South Carolina Town Moves On Illegal Immigrant Ban

SUMMERVILLE, SC (AP) -- This quiet South Carolina community thousands of miles from the Southwest gave initial approval Wednesday to ban illegal immigrants from living within the town limits.

"The problem is not just in the border states, it's right here," Councilman Walter Bailey said shortly before they voted 4-2 to give first approval to the ban, which would also, in most cases, keep illegal immigrants from working in the town about 20 miles from Charleston.

About 100 people gathered in the town hall for the meeting and the 20 or so who addressed the council during 90 minutes of public comments were about evenly divided between supporters and opponents.

Under the ordinance, up for final approval next month, renters would have to prove they are American citizens or in the country legally. A verification form would have to be filed with the town.

Victoria Middleton, the director of the American Civil Liberties Union in South Carolina, warned the council that there are questions about the constitutionality of the ordinance, adding immigration is not a local issue.

"Congress and the Constitution give the federal government the power to enforce immigration," she warned. She said local communities have spent upward to $1 million in futile efforts to impose such laws.

"I'm offended by the intimidation of the ACLU," Bailey said later. "If they want to challenge us to a lawsuit, I accept that challenge."

The immigration debate has moved to the political forefront since Arizona passed a contentious measure that among other provisions instructs police to question whether people are in the country legally when they are enforcing other laws. A federal judge has since blocked that and others parts of the law from being enforced.

According to the National Conference of State Legislatures, lawmakers in 44 states passed 191 state laws and adopted 128 resolutions on immigration in the first six months of this year. Five were vetoed.

There are numerous local immigration ordinances across the country, too many to track, said Vivek Malhotra, the national advocacy and policy counsel for the American Civil Liberties Union.
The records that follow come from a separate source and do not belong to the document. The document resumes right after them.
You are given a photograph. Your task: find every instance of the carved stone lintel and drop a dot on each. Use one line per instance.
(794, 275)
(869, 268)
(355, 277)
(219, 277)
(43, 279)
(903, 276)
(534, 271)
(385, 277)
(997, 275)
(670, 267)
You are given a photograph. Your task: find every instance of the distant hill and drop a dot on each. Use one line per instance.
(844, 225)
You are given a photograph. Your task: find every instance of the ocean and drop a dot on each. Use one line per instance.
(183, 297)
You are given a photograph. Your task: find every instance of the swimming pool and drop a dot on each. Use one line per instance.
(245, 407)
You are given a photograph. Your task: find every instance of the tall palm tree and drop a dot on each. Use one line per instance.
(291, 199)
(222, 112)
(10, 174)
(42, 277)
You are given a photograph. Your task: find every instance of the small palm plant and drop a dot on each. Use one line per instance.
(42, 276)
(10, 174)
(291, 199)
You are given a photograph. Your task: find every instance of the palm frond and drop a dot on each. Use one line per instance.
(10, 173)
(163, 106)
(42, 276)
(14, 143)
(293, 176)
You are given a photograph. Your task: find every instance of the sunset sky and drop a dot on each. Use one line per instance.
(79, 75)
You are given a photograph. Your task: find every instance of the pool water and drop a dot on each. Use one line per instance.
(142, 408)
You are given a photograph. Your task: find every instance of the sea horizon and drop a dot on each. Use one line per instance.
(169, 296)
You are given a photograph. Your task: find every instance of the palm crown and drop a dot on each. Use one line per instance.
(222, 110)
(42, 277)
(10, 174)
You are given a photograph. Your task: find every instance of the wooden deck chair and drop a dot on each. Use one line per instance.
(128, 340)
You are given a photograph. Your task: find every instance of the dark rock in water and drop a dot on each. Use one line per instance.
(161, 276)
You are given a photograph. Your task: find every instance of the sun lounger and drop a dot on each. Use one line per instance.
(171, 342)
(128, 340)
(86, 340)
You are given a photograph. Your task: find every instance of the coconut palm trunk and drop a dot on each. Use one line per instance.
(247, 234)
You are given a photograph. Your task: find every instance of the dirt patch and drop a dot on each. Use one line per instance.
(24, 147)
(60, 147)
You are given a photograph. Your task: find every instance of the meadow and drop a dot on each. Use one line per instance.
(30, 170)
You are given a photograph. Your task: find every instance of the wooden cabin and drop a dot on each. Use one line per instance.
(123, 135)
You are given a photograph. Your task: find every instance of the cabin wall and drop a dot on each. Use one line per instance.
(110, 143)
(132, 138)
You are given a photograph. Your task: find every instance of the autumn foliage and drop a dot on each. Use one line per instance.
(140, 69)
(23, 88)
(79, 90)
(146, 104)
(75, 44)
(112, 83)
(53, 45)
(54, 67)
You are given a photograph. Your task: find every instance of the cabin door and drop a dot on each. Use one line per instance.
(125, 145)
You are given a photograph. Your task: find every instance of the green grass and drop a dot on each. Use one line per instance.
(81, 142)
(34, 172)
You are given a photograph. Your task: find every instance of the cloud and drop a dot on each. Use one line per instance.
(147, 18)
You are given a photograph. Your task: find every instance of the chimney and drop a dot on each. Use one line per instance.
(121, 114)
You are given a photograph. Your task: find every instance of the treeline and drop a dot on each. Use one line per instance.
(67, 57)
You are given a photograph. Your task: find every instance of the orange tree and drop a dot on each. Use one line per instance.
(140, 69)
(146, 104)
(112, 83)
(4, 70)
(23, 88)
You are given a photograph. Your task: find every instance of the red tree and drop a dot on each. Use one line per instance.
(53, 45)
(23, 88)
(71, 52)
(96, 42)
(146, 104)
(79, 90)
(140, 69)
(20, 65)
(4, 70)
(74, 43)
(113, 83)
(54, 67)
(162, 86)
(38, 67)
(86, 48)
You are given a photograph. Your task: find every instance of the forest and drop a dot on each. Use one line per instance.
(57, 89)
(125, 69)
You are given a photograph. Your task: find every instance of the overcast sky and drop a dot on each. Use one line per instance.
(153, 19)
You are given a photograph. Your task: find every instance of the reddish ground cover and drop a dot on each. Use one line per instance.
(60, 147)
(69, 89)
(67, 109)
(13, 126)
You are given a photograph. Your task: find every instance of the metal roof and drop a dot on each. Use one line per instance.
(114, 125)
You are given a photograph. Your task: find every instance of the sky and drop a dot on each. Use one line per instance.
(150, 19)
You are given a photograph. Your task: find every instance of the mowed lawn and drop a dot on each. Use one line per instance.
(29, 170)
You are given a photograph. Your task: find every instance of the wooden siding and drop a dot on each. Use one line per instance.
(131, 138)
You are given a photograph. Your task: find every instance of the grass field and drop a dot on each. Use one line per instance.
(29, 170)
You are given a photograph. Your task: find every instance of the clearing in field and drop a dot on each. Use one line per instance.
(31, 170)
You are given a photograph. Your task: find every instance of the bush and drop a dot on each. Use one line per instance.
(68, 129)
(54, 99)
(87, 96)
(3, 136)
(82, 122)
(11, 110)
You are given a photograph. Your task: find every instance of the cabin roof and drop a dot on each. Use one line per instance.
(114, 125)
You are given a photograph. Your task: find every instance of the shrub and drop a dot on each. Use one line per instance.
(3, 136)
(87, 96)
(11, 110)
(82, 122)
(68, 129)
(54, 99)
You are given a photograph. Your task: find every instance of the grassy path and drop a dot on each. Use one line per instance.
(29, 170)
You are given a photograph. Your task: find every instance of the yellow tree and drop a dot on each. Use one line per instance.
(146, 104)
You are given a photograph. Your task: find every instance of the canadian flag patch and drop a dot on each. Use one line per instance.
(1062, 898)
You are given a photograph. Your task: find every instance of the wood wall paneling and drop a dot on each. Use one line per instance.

Summerville Councilman Mike Dawson suggested the housing and harboring regulations be deleted from the ordinance - a motion that failed for lack of a second.

"A lawsuit is not just a possibility, it's a certainty," he said, adding that town insurance probably won't cover the cost of a constitutional challenge.

Councilman Aaron Brown said it's the town's responsibility to provide basic services such as fire and police protection.

"One of the problems with this ordinance is it goes beyond what the town owes you," he told the audience, adding new businesses won't want to locate in a town where there is a controversy over immigration.

Councilman Bob Jackson, who supported the ordinance and who owns rental units, said the paperwork required by the proposal is not much more than what rental agents do now to check tenants.

"The illegals entering are hurting everybody, including the people who are waiting to come here legally," he said.

"This is not a town issue, it's a federal issue," said Diane Salazar who described herself as a leader of the local Latino community. "Are you as a town ready for a civil rights lawsuit?"

Bailey, a former state prosecutor, said the ordinance was prompted in part by the Obama administration's challenge of the new Arizona law that was to have taken effect last month.

"I am frustrated the federal government is doing nothing," he said. "If we don't do this we might as well put signs up on every road into town welcoming illegal aliens."